Bilimadamları, devrim niteliğindeki söz konusu çalışmalarının sonucunda, sitrik asit yardımı ile çok daha kolay bir yöntem kullanarak normal yetişkin hücreleri yeniden programlamayı ve kök hücrelere benzer hücreler olan pluripotent hücreler elde etmeyi başardılar. Rusya’nın Sesi’nde yer alan habere göre; Söz konusu hücreleri kullanmak sureti ile istenilen doku ya da organı üretmek mümkün. Japon bilimadamı Shinya Yamanaka, 2012 yılında çok daha zor bir yöntem ile pluripotent hücreler elde etmeyi başardığı için Nobel ödülü almıştı. Harvard Üniversiteli bilim adamlarının Japon meslektaşları ile yaptıkları son çalışma, kök hücre alanında yepyeni bir atılım olmasının yanı sıra, aynı zamanda hücrelerin elde edilme sürecindeki maliyetleri de ciddi miktarda düşürecek.
Peki, bu çalışma insanlar için nasıl bir geleceğin kapsını açıyor? Kök hücrelerin laboratuar aşamasından çıkıp organlara dönüşmesi ve bu sayede pek çok hastalığın mucizevi bir şekilde tedavi edilebilmesi ne kadar bir zaman alacak?

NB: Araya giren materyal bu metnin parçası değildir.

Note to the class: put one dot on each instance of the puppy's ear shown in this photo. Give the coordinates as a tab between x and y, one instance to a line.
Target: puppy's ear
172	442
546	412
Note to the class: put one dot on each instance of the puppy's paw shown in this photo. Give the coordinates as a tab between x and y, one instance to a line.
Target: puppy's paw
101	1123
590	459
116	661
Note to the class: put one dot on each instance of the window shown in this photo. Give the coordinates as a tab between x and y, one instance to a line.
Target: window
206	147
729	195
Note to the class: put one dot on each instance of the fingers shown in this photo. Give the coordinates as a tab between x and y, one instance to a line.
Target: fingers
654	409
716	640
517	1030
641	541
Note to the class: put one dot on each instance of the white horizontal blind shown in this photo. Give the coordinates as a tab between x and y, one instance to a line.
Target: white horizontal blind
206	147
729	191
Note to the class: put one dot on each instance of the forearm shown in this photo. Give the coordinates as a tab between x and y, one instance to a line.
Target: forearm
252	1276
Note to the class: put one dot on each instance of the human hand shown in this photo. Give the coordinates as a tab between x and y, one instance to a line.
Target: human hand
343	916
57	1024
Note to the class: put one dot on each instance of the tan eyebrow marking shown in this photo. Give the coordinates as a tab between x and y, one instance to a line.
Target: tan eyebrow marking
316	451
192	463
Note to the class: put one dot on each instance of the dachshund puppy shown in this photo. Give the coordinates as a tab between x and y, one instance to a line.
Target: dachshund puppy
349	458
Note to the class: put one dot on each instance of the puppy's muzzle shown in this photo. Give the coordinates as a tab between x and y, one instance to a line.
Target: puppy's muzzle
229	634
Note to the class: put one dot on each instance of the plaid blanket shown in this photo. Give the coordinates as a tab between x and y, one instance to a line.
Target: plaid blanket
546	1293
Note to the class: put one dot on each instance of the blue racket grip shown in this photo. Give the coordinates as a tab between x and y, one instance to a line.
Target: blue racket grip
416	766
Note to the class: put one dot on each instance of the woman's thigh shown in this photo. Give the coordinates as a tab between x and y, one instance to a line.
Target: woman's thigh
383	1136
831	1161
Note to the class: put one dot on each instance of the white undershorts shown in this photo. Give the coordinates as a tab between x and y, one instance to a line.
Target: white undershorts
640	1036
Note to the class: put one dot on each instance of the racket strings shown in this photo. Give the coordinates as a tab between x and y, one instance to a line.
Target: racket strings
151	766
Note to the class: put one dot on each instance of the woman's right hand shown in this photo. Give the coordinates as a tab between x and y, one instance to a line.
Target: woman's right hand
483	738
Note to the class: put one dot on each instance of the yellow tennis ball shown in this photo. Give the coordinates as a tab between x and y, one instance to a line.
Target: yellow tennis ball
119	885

Pluripotent hücrelerin son derece kolay ve düşük maliyetli bir yöntemle elde edilmesini sağladığı için söz konusu keşif oldukça önemlidir. Bu keşfin sağladığı imkanlar, doku ve organların rejenerasyonu; yani yenilenme olanakları noktasında ortaya çıkmaktadır. Körlük, Alzheimer hastalığı, müsküler distrofi tedavileri, gen düzeltme enstrümanları, kalıtımsal hastalıkların tedavisi, doku mühendisliği ürünlerinin üretimi, nakil işlemi için organ üretimi ve daha birçok önemli konu bu keşfin kapsama alanına girmektedir.
Ancak konuyla ilgili olarak açıklama yapan uzmanlar, seri organ üretiminin başlaması için daha çok zaman geçmesi gerektiği görüşünde. Konuyla ilgili olarak görüşlerine başvurduğumuz Rus İnsan Kök Hücre Enstitüsü Genel Müdürü Artur İsayev, söz konusu deneylerin fareler üzerinde başarılı olduğunu hatırlatarak, başlangıç aşaması için her şeyden önce insana ait pluripotent hücrelerin elde edilmesi gerektiğini ifade ediyor:
‘‘Birbirinden farklı tipteki dokuları üretmeye olanak tanıyan hücreleri elde etmeye olanak tanıyan yeni yöntem, çok daha kolay ve basit şartlara ihtiyaç duymakta ve kök hücre elde etme sürecinin maliyetini ciddi anlamda düşürmektedir. Hem ekonomik açıdan cazip, hem teknoloji bakımından sade ve kolaydır. Fakat bu yöntem henüz fare hücreleri üzerinde başarılı sonuçlar vermiştir. Türler arasında son derece önemli farklılıklar bulabileceğinden dolayı, insan hücreleri üzerinde de birtakım sonuçlar elde edilmesi gerektiği kanaatindyim. Eğer bu gerçekleşirse, o takdirde bu keşif, kişiselleştirilmiş hücre preparatlarının üretimi konusunda çok geniş olanakları da beraberinde getirecektir’’.
Peki, şu an neden sadece fareler yeni pati veya karaciğer elde edebilme şansına sahip? Artur İsayev bu konuya da açıklık getiriyor. Söz konusu çalışma konseptinin farelerdeki embriyonik kök hücreler ile bağlantılı olduğunu belirten bilimadamı, bu işlemin insan hücrelerine nazaran çok daha basit olduğunu; dolayısıyla fare hücrelerinin yeniden programlamasının daha kolay, insanın da dahil olduğu diğer türlerin hücrelerinin yeniden programlanmasının ise çok daha güç olduğunu sözlerine ekliyor.
Söz konusu yeni yöntemin yarattığı perspektifler küresel düzeyde yankı bulduğu için ilgili alandaki bilimsel araştırma ve deney faaliyetleri devam edecektir. Bu bağlamda, limon asidi olarak da bilinen sıradan sitrik asidin içinde 25 dakika bekletilen bir damla kandan pluripotent hücreler elde etmek, hem toplumsal, hem de bilimsel açıdan çok büyük bir sansasyon anlamına gelmektedir.